This house elevation problem is typically addressed in a single objective cost-benefit framework¹⁰. Traditional approaches seek an optimal strategy that minimizes the total cost, which is the net present value of expected damages plus the investment cost. Stakeholders can, however, have multiple objectives such as maximizing the benefit-cost ratio, minimizing the upfront cost, or maximizing robustness. Stakeholders can differ in their relative preferences regarding these objectives and their constraints. For example, some stakeholders may choose to increase the robustness by investing in a higher house elevation while others may choose not to. We quantify and assess these objectives and their trade-offs.

Analyses of the house elevation problem often neglect key uncertainties. Estimating the total cost requires projections of the flooding probability, the damage function, the monetary discount rate, and the expected house lifetime. Traditional approaches often adopt deterministic values for these inputs. For example, many studies choose one or two fixed discount rates^7,10,31. This neglects key aspects of the uncertainty surrounding potential investment returns, that are available to homeowners as an alternative to elevation. For the damage model, a typical choice is the depth-damage functions by FEMA⁴². For flooding probability, the standard approach is to use a probability distribution with perfectly-known distribution parameters³⁰. Ignoring these uncertainties can bias the projected expected damages. This, in turn, can lead to drastic changes in the projected trade-offs and acceptable decisions. We quantify the considerable uncertainty surrounding the projected flood frequency parameters, house lifetime, projected discount rate, and the depth-damage function and show how these uncertainties impact the discounted expected damages. We demonstrate how the FEMA recommendation for heightening often fails a costs-benefit test and can typically be improved on. Currently, FEMA’s recommendation is only based on the flood zone and elevation with respect to the BFE. Our findings suggest that taking house characteristics such as house value, house size, and initial elevation into account can improve outcomes. The owners of the hypothetical homes in our study can save in future damages, if they raise their houses a few feet above FEMA’s recommendations.

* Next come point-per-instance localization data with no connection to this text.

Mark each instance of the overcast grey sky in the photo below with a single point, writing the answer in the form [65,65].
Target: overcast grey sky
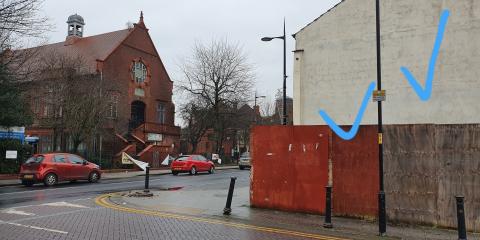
[175,26]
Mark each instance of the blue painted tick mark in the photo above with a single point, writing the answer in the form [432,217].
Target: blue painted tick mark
[353,131]
[425,94]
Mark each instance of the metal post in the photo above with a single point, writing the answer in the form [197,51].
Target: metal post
[382,218]
[147,178]
[284,75]
[255,108]
[228,207]
[328,208]
[462,231]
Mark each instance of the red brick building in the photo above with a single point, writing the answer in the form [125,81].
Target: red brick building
[142,114]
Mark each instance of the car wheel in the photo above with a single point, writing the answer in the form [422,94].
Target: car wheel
[50,180]
[193,171]
[27,183]
[93,177]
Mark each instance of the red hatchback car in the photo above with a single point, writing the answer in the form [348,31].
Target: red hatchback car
[192,164]
[51,168]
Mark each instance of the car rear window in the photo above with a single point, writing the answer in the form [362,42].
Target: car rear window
[35,159]
[182,158]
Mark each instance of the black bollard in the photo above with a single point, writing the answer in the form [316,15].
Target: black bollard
[227,210]
[147,178]
[328,208]
[462,231]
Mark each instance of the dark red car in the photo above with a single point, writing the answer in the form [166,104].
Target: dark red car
[192,164]
[54,167]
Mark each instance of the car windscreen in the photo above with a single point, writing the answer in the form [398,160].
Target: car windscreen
[182,158]
[35,159]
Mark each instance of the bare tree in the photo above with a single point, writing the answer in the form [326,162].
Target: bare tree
[18,19]
[197,121]
[219,75]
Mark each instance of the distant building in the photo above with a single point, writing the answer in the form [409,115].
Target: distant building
[277,116]
[141,121]
[237,137]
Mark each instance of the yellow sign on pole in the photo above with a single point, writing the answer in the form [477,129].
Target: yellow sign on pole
[379,96]
[126,159]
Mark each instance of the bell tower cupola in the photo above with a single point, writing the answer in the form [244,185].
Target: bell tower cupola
[75,25]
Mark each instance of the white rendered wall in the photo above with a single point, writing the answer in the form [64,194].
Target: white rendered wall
[338,62]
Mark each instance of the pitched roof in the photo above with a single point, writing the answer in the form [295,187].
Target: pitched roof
[92,48]
[341,1]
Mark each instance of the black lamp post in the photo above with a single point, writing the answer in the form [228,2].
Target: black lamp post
[255,106]
[382,216]
[266,39]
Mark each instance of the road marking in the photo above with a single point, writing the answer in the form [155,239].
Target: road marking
[33,227]
[424,94]
[63,204]
[102,201]
[15,211]
[52,189]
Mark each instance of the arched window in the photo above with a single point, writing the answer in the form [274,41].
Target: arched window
[139,72]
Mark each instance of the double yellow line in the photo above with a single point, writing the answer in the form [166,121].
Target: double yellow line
[102,200]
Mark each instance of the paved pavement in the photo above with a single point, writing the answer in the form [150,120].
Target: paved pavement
[183,207]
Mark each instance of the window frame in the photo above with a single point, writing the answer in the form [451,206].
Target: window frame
[71,157]
[160,112]
[138,66]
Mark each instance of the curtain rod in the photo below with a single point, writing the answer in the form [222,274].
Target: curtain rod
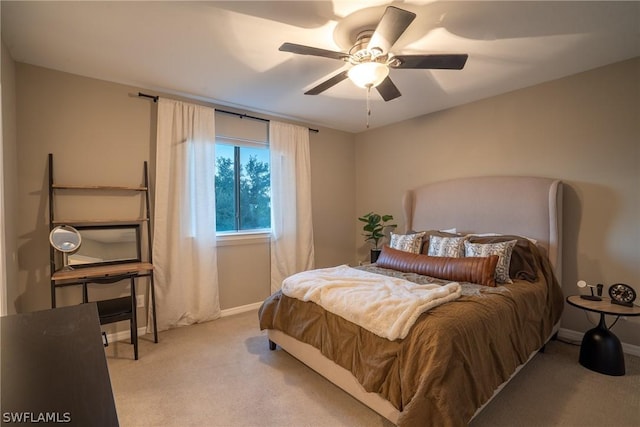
[241,115]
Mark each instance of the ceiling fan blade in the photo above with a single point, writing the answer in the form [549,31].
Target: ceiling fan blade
[441,62]
[332,81]
[388,90]
[308,50]
[391,26]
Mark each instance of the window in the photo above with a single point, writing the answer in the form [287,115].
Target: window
[243,188]
[243,177]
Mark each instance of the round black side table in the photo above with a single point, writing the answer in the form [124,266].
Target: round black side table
[601,350]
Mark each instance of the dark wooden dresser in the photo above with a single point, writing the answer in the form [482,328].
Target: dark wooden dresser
[54,369]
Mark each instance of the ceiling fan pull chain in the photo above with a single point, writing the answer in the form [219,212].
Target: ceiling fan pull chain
[368,105]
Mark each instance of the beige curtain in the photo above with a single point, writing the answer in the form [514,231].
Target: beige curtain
[291,223]
[184,229]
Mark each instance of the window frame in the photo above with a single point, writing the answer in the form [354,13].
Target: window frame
[259,234]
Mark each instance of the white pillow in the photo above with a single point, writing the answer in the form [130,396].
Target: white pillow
[446,246]
[407,242]
[502,249]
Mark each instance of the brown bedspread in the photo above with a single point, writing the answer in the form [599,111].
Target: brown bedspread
[454,357]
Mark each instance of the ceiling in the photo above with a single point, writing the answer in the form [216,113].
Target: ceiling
[227,52]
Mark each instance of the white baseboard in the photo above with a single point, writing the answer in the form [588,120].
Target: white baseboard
[242,309]
[576,336]
[124,335]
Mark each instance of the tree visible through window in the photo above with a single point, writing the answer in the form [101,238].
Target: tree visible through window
[243,188]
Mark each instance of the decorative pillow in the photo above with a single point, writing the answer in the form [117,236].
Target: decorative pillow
[429,233]
[407,242]
[502,249]
[446,246]
[525,261]
[473,270]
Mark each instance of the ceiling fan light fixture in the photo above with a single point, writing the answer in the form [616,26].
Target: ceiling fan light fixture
[368,74]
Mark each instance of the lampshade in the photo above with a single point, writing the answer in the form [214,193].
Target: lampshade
[368,74]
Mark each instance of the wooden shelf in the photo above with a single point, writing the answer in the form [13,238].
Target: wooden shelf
[102,271]
[97,187]
[105,272]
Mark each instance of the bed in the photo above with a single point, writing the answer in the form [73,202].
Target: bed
[458,355]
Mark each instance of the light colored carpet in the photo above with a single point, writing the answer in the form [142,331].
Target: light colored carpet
[222,373]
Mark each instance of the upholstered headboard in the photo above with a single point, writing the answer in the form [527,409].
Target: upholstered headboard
[525,206]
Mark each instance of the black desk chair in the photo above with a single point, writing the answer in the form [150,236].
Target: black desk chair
[117,309]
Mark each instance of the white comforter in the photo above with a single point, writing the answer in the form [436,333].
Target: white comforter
[386,306]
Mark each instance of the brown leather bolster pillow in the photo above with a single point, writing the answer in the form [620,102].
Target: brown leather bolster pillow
[480,270]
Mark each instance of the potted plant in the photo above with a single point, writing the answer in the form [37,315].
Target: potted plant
[374,227]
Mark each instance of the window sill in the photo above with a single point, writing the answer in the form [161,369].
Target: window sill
[246,238]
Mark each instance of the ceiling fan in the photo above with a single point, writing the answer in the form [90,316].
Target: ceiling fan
[371,58]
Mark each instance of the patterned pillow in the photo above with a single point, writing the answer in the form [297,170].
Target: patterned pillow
[502,249]
[446,246]
[407,242]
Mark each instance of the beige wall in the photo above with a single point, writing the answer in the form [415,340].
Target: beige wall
[100,133]
[9,177]
[583,129]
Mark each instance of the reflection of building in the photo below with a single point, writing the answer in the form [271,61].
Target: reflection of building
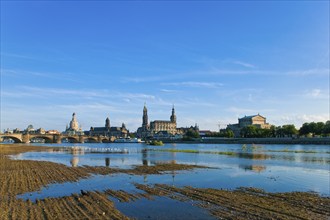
[74,128]
[109,131]
[255,120]
[164,126]
[255,168]
[74,161]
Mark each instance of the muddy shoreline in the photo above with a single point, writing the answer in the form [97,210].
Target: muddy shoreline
[301,140]
[22,176]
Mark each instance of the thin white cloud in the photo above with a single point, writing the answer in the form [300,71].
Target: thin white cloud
[246,111]
[316,94]
[308,72]
[244,64]
[169,91]
[210,85]
[49,75]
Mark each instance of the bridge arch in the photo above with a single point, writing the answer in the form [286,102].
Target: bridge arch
[15,139]
[91,140]
[47,139]
[70,139]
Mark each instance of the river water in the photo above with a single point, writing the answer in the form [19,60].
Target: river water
[274,168]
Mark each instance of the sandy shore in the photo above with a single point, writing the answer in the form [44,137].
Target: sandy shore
[21,176]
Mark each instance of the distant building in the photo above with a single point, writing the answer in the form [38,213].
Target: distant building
[107,130]
[255,120]
[162,125]
[53,132]
[167,128]
[74,128]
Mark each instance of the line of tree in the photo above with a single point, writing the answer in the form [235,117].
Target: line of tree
[315,128]
[307,129]
[289,130]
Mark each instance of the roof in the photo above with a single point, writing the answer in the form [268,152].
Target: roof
[161,121]
[251,116]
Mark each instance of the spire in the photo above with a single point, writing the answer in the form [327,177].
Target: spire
[173,116]
[107,122]
[145,117]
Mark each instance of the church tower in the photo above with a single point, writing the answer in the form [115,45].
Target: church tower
[173,116]
[74,123]
[107,123]
[145,118]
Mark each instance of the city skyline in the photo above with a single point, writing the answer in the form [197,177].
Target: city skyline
[215,61]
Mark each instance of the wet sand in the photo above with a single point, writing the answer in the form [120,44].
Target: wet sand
[21,176]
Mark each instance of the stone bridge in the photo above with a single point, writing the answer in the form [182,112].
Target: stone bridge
[55,138]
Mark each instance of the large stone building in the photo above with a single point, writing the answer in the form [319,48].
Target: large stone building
[74,128]
[157,126]
[107,130]
[255,120]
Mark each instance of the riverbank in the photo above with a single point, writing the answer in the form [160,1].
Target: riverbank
[210,140]
[22,176]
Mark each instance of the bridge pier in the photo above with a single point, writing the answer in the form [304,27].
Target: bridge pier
[57,139]
[81,139]
[26,138]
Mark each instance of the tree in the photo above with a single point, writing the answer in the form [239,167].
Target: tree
[229,133]
[192,133]
[305,129]
[289,130]
[249,131]
[319,127]
[326,129]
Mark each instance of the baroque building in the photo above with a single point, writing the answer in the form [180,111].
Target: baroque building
[107,130]
[255,120]
[164,126]
[74,128]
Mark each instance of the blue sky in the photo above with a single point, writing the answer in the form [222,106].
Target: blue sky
[215,61]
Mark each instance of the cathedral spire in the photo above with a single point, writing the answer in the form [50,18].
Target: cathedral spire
[145,117]
[173,116]
[107,123]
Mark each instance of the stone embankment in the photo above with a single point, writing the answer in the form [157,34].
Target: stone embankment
[211,140]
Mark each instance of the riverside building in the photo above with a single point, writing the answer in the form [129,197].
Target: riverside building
[165,126]
[255,120]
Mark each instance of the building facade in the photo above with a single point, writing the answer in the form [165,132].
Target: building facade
[74,128]
[166,127]
[255,120]
[107,130]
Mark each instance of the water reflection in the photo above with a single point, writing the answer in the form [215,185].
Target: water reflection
[255,168]
[107,162]
[74,161]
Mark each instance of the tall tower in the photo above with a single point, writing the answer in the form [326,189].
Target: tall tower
[74,123]
[173,116]
[107,123]
[145,118]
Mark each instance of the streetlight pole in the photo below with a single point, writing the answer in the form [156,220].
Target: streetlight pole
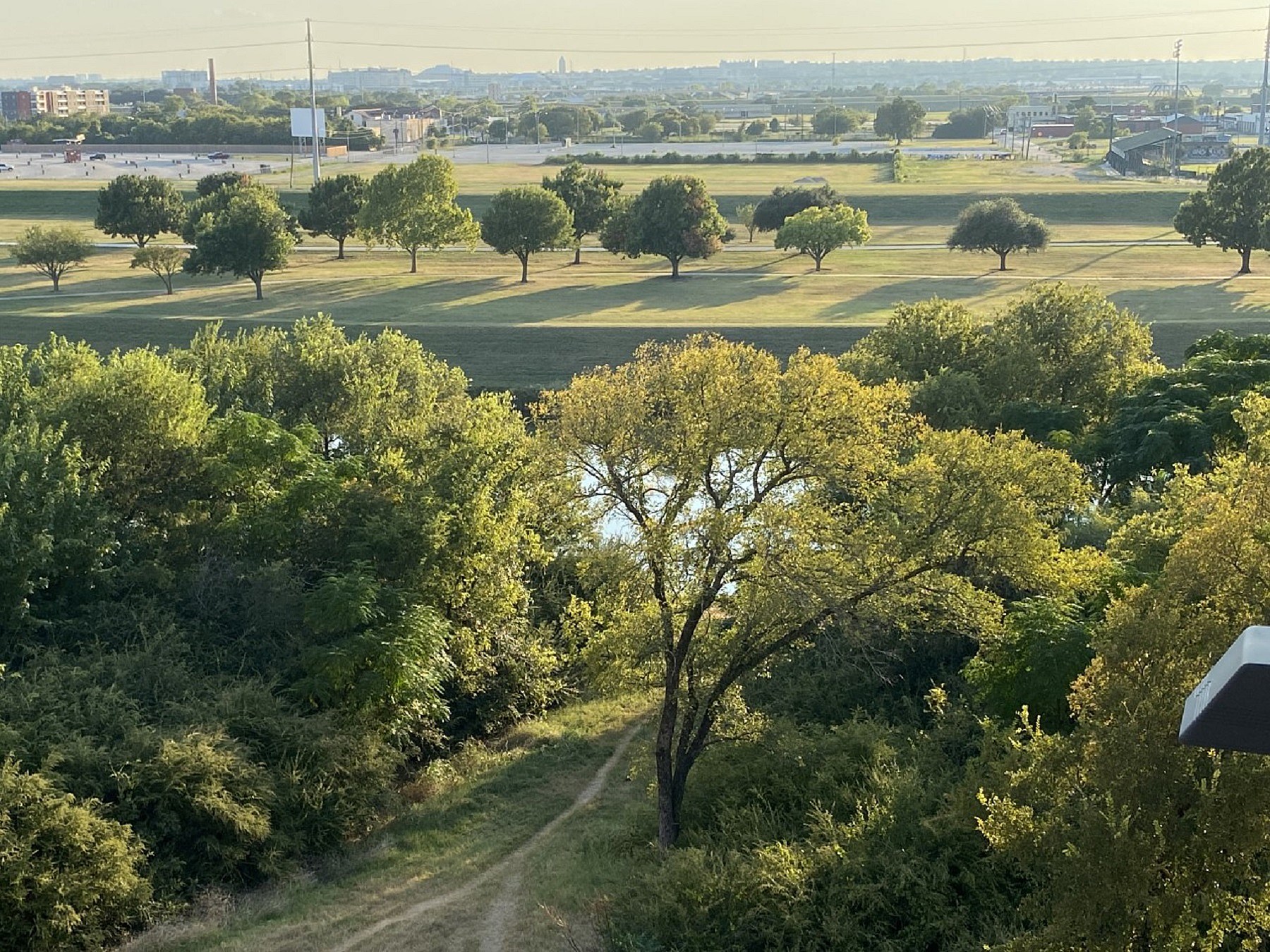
[1178,112]
[313,101]
[833,83]
[1265,84]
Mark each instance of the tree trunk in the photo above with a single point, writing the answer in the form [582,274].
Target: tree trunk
[663,755]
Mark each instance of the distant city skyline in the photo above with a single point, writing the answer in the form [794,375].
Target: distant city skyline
[145,37]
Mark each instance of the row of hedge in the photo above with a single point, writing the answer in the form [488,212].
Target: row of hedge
[854,158]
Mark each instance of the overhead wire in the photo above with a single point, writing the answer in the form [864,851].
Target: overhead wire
[763,31]
[773,50]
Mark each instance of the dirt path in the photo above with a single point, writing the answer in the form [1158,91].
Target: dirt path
[506,872]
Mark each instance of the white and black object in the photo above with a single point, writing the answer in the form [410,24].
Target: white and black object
[1231,707]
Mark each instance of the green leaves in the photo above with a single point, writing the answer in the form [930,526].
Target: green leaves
[52,250]
[526,220]
[1233,209]
[588,193]
[139,209]
[998,225]
[673,217]
[70,879]
[818,231]
[336,207]
[241,230]
[413,207]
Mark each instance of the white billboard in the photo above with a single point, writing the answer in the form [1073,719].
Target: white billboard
[303,126]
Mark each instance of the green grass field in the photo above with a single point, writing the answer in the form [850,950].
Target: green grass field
[469,309]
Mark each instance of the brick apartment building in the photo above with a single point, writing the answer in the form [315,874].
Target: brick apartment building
[16,104]
[69,101]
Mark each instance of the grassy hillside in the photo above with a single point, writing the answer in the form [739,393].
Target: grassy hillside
[466,815]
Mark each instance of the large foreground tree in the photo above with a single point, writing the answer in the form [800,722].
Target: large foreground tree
[1130,839]
[1233,212]
[761,504]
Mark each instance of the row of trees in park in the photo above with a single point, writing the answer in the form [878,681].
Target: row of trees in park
[917,623]
[238,228]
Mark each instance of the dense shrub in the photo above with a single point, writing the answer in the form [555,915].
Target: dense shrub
[69,877]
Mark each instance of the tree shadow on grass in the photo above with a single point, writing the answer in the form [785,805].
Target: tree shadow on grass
[882,298]
[1180,314]
[692,296]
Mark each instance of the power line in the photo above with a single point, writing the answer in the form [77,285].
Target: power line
[210,49]
[765,31]
[147,33]
[895,47]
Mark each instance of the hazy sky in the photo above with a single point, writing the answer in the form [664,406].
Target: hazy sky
[143,37]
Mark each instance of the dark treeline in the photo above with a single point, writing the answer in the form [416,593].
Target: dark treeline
[919,621]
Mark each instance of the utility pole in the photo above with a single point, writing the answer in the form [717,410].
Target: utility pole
[833,98]
[1178,112]
[1265,84]
[313,102]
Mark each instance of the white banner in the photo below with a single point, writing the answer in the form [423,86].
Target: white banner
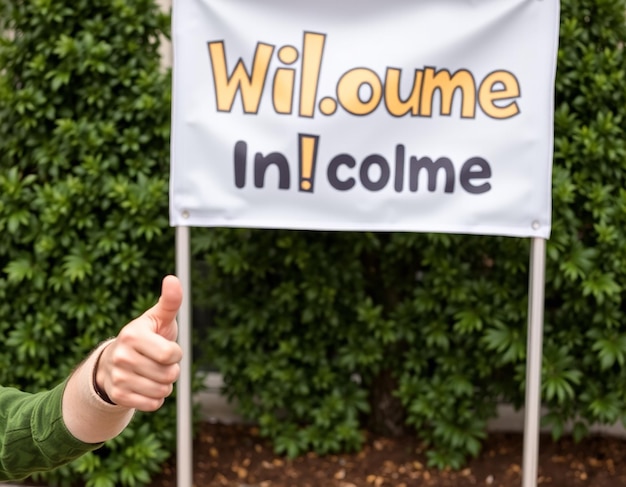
[403,115]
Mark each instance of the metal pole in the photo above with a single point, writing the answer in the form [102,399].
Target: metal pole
[534,355]
[184,459]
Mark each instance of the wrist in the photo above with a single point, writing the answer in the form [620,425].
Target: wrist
[99,390]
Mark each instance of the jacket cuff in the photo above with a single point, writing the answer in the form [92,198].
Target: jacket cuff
[86,415]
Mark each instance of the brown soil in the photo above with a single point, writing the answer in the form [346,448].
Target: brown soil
[234,456]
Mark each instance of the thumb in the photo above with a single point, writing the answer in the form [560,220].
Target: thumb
[163,314]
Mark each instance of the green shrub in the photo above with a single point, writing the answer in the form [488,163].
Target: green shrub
[84,149]
[319,335]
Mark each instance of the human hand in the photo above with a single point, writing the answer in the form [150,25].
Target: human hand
[139,367]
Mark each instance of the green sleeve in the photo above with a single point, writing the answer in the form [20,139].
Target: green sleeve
[33,436]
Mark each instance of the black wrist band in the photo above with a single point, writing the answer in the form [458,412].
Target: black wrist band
[101,393]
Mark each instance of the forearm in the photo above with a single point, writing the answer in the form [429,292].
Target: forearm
[86,415]
[33,436]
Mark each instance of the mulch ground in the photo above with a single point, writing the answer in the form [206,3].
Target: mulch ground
[234,456]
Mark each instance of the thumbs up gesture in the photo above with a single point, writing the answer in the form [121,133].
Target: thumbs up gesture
[139,367]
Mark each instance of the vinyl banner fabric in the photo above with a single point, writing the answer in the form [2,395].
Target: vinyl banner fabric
[402,115]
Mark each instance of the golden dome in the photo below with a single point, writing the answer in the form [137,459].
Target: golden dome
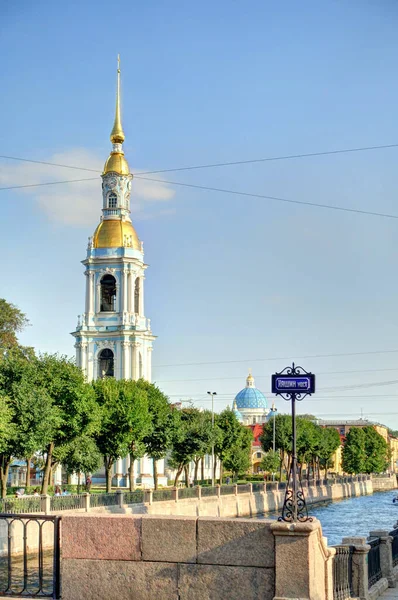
[114,233]
[117,164]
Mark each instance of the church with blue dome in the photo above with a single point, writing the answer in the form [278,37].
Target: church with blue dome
[250,404]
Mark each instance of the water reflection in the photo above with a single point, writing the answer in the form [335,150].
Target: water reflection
[354,516]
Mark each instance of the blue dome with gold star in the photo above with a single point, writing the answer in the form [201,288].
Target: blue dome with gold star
[250,396]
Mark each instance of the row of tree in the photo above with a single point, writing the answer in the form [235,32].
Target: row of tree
[365,451]
[315,445]
[50,414]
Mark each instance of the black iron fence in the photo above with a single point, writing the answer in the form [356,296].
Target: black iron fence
[70,502]
[103,500]
[30,566]
[26,504]
[374,567]
[394,546]
[342,573]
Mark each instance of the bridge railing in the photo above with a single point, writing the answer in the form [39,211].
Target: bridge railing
[374,563]
[342,572]
[394,546]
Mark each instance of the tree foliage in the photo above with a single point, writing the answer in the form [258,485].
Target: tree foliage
[365,451]
[270,462]
[12,321]
[238,458]
[123,410]
[162,417]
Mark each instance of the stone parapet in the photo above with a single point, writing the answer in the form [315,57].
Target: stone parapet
[117,557]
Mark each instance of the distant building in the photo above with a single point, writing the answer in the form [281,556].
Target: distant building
[251,409]
[343,427]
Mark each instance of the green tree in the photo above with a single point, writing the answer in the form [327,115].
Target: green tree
[162,423]
[81,456]
[354,454]
[228,436]
[283,437]
[34,415]
[123,412]
[74,400]
[238,458]
[270,462]
[376,450]
[330,442]
[12,321]
[206,435]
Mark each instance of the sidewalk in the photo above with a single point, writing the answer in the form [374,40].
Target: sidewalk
[390,594]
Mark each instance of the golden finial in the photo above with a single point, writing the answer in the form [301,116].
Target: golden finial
[117,134]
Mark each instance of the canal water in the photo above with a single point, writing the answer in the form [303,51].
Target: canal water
[355,516]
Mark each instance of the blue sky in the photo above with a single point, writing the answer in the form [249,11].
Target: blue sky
[231,278]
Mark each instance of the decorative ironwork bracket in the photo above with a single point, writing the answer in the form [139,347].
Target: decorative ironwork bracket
[302,385]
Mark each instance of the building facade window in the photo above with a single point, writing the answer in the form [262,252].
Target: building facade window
[112,201]
[106,363]
[137,296]
[108,294]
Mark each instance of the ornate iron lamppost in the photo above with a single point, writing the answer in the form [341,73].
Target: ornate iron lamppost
[294,383]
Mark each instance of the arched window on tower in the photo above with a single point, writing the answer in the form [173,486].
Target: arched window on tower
[106,363]
[137,296]
[108,293]
[112,200]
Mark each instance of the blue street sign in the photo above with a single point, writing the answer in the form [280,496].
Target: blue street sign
[285,384]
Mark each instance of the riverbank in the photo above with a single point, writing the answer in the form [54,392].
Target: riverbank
[239,502]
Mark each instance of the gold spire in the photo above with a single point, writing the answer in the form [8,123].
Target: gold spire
[117,133]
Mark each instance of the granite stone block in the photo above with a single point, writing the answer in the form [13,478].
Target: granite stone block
[216,582]
[101,537]
[118,580]
[169,539]
[243,542]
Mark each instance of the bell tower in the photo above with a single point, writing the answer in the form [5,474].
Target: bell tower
[113,335]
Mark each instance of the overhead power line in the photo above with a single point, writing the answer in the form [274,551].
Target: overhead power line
[224,191]
[267,376]
[18,187]
[271,158]
[220,164]
[251,360]
[275,198]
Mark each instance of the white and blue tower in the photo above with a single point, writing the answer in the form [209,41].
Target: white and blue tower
[113,336]
[250,405]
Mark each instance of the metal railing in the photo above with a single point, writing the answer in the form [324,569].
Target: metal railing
[187,493]
[227,490]
[29,574]
[257,486]
[208,491]
[161,495]
[374,567]
[103,500]
[342,572]
[135,497]
[394,546]
[244,488]
[27,504]
[72,502]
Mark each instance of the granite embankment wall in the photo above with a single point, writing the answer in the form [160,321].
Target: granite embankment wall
[384,483]
[241,504]
[119,557]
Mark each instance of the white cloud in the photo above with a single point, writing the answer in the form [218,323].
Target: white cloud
[78,203]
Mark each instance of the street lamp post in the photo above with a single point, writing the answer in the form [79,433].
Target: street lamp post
[293,383]
[274,410]
[212,394]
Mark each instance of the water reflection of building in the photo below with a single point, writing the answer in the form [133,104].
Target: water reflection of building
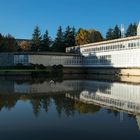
[121,96]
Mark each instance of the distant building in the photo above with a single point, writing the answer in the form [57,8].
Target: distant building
[120,53]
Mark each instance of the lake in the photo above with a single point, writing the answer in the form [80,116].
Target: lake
[70,108]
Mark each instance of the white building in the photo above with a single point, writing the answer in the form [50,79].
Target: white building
[121,53]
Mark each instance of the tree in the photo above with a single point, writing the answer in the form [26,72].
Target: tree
[94,36]
[45,42]
[132,30]
[24,45]
[116,32]
[88,36]
[109,34]
[8,44]
[82,37]
[58,44]
[36,39]
[69,37]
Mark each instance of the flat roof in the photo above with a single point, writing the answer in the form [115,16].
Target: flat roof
[109,41]
[41,53]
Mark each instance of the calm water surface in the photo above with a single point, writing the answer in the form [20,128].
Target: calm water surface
[41,109]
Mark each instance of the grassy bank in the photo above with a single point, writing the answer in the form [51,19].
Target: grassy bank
[33,71]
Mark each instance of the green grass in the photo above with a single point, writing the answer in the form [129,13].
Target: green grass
[23,70]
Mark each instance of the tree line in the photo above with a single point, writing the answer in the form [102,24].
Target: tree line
[67,38]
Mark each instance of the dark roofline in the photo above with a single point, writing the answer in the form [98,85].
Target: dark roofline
[41,53]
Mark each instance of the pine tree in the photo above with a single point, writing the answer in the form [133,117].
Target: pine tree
[116,32]
[36,39]
[109,34]
[132,30]
[69,37]
[94,36]
[58,45]
[46,42]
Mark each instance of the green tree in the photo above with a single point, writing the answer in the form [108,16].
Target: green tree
[116,32]
[58,44]
[46,42]
[132,30]
[94,36]
[69,37]
[109,34]
[82,37]
[8,44]
[36,39]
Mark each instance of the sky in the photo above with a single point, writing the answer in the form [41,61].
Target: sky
[19,17]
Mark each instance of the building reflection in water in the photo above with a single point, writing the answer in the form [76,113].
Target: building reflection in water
[84,96]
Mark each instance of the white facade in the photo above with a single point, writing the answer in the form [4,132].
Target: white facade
[116,53]
[138,29]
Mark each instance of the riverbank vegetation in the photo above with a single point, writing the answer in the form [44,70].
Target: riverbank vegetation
[33,70]
[64,38]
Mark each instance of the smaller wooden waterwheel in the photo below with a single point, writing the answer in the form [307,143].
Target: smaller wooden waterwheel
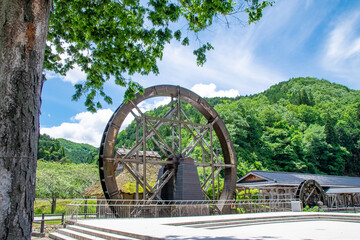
[310,193]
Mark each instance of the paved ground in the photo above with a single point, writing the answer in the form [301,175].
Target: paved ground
[307,230]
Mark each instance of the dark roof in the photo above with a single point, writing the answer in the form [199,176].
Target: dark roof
[290,178]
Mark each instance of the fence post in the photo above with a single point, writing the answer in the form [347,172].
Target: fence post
[42,225]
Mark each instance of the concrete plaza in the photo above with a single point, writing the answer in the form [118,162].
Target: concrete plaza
[184,228]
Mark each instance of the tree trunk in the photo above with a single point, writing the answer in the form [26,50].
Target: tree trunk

Our study is subject to several caveats that point to future research needs. First, this study focuses on a single decision lever of elevating a house (Supplementary Fig. 1), and does not consider additional decision levers such as purchasing flood insurance or buy-outs^43,44,45. Considering the effects of such additional levers poses highly relevant questions, but is beyond the scope of this analysis.

A second caveat arises from the still limited treatment of uncertainties. For example, our study neglects uncertainties surrounding future climate change (the adopted flood hazard model is stationary), the elevation costs, the lowest floor elevation of the house (depending on the Digital Elevation Model or survey data), structure type and material, nature of the watershed, and distance of the structure from the stream. Third, we adopt elevation cost estimates from a study applied to Louisiana⁴⁶. An interesting expansion of our study would be to consider location-based cost estimates and the surrounding uncertainties. Fourth, we consider a one-shot decision about elevating an existing house and neglect the option to postpone the elevation, and neglect changes in house value after elevation. The analysis is hence conditional on a previous decision: whether to build a house higher than FEMA’s recommendation in the first place^13,31,42. Designing new buildings with elevations above FEMA’s recommendation can be cost-effective¹³.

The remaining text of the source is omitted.